WanJuan1.0 - Versatile Multimodal Dataset Facilitating Enhanced AI Model Training

Introduction to Intern · WanJuan 1.0

Intern · WanJuan 1.0 is a groundbreaking open-source multimodal corpus presented by the Shanghai AI Lab. This project consists of a text dataset, an image-text dataset, and a video dataset, altogether surpassing 2TB in data volume. The project, built upon the work of the large model data alliance, has undergone a meticulous process of fine-tuning and refinement. Intern · WanJuan 1.0 is distinguished by four key characteristics: multiple integration, fine processing, value alignment, and ease of use and efficiency.

Multiple Integration

Intern · WanJuan 1.0 is a comprehensive collection of multimodal data including text, images, and videos. This data spans across various domains such as science and technology, literature, media, education, and law. By integrating diverse data types, it enhances knowledge content, logical reasoning, and significantly improves generalization capabilities, allowing it to be a robust resource for future research and development.

Fine Processing

The data within Intern · WanJuan 1.0 has been meticulously processed to ensure its quality and reliability. This includes extensive steps such as language screening, text extraction, format standardization, and data filtering and cleaning using both rules and models. Multi-scale deduplication and data quality assessments were also conducted. The result is a dataset that is finely tuned and ready to meet the rigorous demands of subsequent model training activities.

Value Alignment

Value alignment is a core aspect of the Intern · WanJuan 1.0 project. Throughout its creation, researchers made an extra effort to align the content with mainstream Chinese values. The purity and integrity of the corpus were enhanced through a combination of algorithmic processes and manual evaluation. This ensures that the dataset not only retains quality but is also culturally and contextually appropriate.

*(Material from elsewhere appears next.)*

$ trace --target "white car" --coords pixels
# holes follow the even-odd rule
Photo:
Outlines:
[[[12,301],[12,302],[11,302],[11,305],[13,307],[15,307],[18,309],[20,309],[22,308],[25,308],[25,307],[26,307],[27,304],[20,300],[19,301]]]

Ease of Use and Efficiency

Designed with usability in mind, Intern · WanJuan 1.0 adopts a unified format complemented by detailed field descriptions and tool guidance. This makes the dataset both easy to navigate and highly efficient to use, permitting fast and effective application in training Multimodal Large Language Models (MLLMs) or traditional large language models (LLMs).

Application and Performance

Intern · WanJuan 1.0 is already making waves in the world of machine learning, having been applied to train large-scale models such as Intern Multimodal and Intern Puyu. By utilizing this high-quality corpus, the Intern series of models have demonstrated outstanding capabilities in generative tasks, including semantic understanding, knowledge question answering, visual understanding, and visual question answering.

Intern · WanJuan 1.0 - Text Dataset

The text component of Intern · WanJuan 1.0 includes preprocessed text data derived from a wide range of sources: web pages, encyclopedias, books, patents, textbooks, and exam questions. Surpassing 500 million documents and 1TB in size, the text dataset is organized in a uniform jsonl format. Each document is meticulously cleaned, deduplicated, and value-aligned, resulting in a reliable and high-quality pre-training dataset.

Intern · WanJuan 1.0 - Image-Text Dataset

Comprising over 22 million documents with more than 140GB of data (excluding images), the image-text dataset mainly sources its data from public web pages. Incorporating images interwoven with text, this dataset spans areas such as news, people, landscapes, and social life. The images are accessible via URLs, which can be downloaded and utilized for further analysis and training.

In summary, Intern · WanJuan 1.0 is a highly versatile and invaluable corpus designed to propel advancements in AI research and development. With its comprehensive data integration, meticulous processing, cultural alignment, and user-friendly design, it stands as a cornerstone resource for the development of sophisticated and competent language models.